Żarki
Żarki biorą rozwód z Libiążem
AKTUALIZACJA
Mieszkańcy Żarek opowiedzieli się za odłączeniem od Libiąża i utworzeniem własnej gminy. Są zdeterminowani, by "Żarexit" stał się faktem - ta informacja była oczywiście żartem primaaprilisowym.
Decyzję mieszkańcy przegłosowali na nadzwyczajnym zebraniu w niedzielę. Odłączenie od Libiąża zapowiadał już jakiś czas temu po objęciu funkcji sołtys Stanisław Garlacz wskazujący, że ludzie płacą więcej podatków do gminy, niż otrzymują od niej w postaci inwestycji.
Mieszkańcy głosujący na zebraniu byli niemal jednomyślni.

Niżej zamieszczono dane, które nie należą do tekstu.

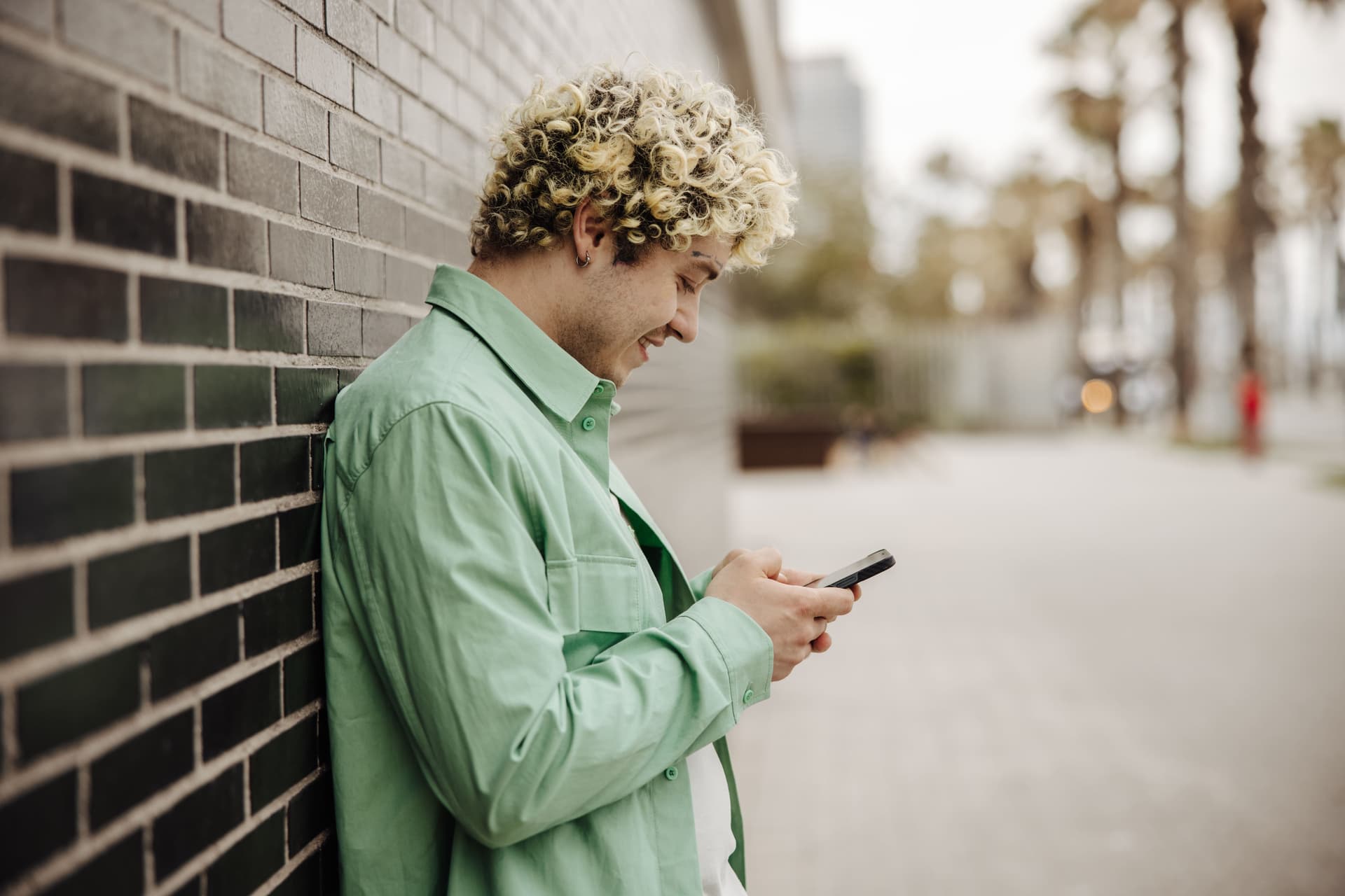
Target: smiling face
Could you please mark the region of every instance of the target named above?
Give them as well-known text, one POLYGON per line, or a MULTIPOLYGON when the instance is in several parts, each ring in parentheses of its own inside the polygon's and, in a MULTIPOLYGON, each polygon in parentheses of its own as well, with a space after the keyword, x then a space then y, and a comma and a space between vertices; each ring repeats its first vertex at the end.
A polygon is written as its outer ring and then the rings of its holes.
POLYGON ((625 383, 668 339, 695 339, 701 293, 729 261, 732 246, 697 236, 685 253, 654 246, 633 265, 604 253, 585 271, 582 300, 558 322, 555 341, 596 376, 625 383))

Sołectwo chce zostać samodzielną gminą, która będzie najmniejsza w Małopolsce.
Do decyzji mieszkańców zapewne odniosą się libiąscy radni na sesji zaplanowanej na 4 kwietnia. Decydujący głos będzie jednak należał do rządu, który musi wyrazić zgodę na taką zmianę.

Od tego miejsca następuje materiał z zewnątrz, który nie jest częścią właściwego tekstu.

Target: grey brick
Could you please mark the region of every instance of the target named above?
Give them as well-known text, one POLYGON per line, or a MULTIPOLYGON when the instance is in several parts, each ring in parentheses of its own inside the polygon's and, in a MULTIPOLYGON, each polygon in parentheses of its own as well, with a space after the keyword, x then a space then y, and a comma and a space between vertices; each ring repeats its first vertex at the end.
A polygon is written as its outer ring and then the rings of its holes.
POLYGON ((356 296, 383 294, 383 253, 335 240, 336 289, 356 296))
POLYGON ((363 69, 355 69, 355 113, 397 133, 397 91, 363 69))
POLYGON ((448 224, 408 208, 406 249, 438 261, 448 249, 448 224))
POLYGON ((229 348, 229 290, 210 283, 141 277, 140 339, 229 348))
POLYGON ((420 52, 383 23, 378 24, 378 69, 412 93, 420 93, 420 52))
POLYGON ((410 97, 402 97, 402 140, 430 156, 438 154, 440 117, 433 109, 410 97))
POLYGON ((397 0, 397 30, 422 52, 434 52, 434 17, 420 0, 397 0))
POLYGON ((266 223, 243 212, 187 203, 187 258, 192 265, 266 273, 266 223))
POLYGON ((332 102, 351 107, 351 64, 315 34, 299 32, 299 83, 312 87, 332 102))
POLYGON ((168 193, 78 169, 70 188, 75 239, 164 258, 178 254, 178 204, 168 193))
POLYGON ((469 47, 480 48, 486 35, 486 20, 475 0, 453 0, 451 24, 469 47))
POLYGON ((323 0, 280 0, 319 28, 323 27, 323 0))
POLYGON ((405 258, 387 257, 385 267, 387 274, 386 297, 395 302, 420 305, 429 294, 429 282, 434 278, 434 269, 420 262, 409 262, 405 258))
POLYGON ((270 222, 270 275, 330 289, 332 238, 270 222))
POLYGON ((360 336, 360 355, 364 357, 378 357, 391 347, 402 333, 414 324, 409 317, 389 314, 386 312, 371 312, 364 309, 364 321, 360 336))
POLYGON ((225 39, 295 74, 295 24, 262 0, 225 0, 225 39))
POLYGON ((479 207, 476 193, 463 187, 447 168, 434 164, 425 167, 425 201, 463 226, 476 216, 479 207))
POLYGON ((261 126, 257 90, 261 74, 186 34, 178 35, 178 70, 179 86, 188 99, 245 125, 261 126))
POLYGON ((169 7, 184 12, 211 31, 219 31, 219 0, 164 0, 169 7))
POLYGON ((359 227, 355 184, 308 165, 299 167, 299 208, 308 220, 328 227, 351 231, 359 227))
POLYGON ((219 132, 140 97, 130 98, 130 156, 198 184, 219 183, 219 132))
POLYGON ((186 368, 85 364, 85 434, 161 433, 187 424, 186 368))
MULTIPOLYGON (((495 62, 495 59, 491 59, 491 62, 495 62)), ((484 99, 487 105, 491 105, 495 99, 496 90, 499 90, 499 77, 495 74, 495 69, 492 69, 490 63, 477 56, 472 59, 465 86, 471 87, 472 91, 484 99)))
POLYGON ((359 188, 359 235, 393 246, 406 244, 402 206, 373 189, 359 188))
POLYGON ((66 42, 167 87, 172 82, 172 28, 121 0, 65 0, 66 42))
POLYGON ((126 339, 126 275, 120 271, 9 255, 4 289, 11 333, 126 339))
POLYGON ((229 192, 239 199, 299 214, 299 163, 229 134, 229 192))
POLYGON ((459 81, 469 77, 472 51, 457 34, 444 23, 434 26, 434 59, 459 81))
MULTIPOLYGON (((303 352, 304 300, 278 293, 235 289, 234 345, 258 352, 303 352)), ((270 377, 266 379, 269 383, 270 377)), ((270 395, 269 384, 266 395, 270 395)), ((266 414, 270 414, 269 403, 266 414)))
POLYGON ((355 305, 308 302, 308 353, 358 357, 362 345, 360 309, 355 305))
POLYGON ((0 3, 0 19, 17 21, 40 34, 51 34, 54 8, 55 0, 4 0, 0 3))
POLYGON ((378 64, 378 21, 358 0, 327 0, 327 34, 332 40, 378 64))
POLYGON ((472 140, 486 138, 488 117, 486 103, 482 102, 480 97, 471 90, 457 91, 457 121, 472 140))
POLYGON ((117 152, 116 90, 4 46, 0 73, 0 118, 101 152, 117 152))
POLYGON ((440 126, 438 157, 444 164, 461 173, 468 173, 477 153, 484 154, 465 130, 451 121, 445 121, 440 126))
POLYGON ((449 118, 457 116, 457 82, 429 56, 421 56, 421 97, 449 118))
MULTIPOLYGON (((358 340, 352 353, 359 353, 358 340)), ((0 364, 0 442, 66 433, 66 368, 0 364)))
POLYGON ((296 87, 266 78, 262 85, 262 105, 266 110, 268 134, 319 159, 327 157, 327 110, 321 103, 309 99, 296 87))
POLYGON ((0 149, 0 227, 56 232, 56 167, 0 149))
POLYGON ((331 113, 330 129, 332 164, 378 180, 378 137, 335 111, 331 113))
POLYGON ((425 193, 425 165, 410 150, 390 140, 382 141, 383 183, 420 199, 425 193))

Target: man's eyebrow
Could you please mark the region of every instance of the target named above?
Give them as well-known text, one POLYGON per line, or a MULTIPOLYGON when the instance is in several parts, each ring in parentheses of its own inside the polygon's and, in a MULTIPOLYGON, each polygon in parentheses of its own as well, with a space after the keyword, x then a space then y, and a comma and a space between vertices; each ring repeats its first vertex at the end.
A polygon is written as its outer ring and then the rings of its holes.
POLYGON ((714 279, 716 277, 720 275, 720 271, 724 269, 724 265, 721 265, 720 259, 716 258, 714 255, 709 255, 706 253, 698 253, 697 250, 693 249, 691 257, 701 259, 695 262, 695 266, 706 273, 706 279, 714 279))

Mieszkańcy Żarek otrzymując zielone światło z Warszawy zyskają samodzielność. Jednak jest kilka pytań bez odpowiedzi. Na przykład to, co dalej z inwestycjami, które gmina zaczęła (jak kanalizacja sołectwa) lub ma rozpocząć (jak budowa hali łukowej przy szkole i dobudowa dodatkowych pomieszczeń dla przedszkola). Albo czy taka mała gmina sama się utrzyma? No i wreszcie takie, gdzie wybudować urząd nowej gminy?
Komentarze
3 komentarzy
strach cokolwiek czytać w tym internecie w 1 kwietnia...
Kolejny żart w stylu Korei Północnej?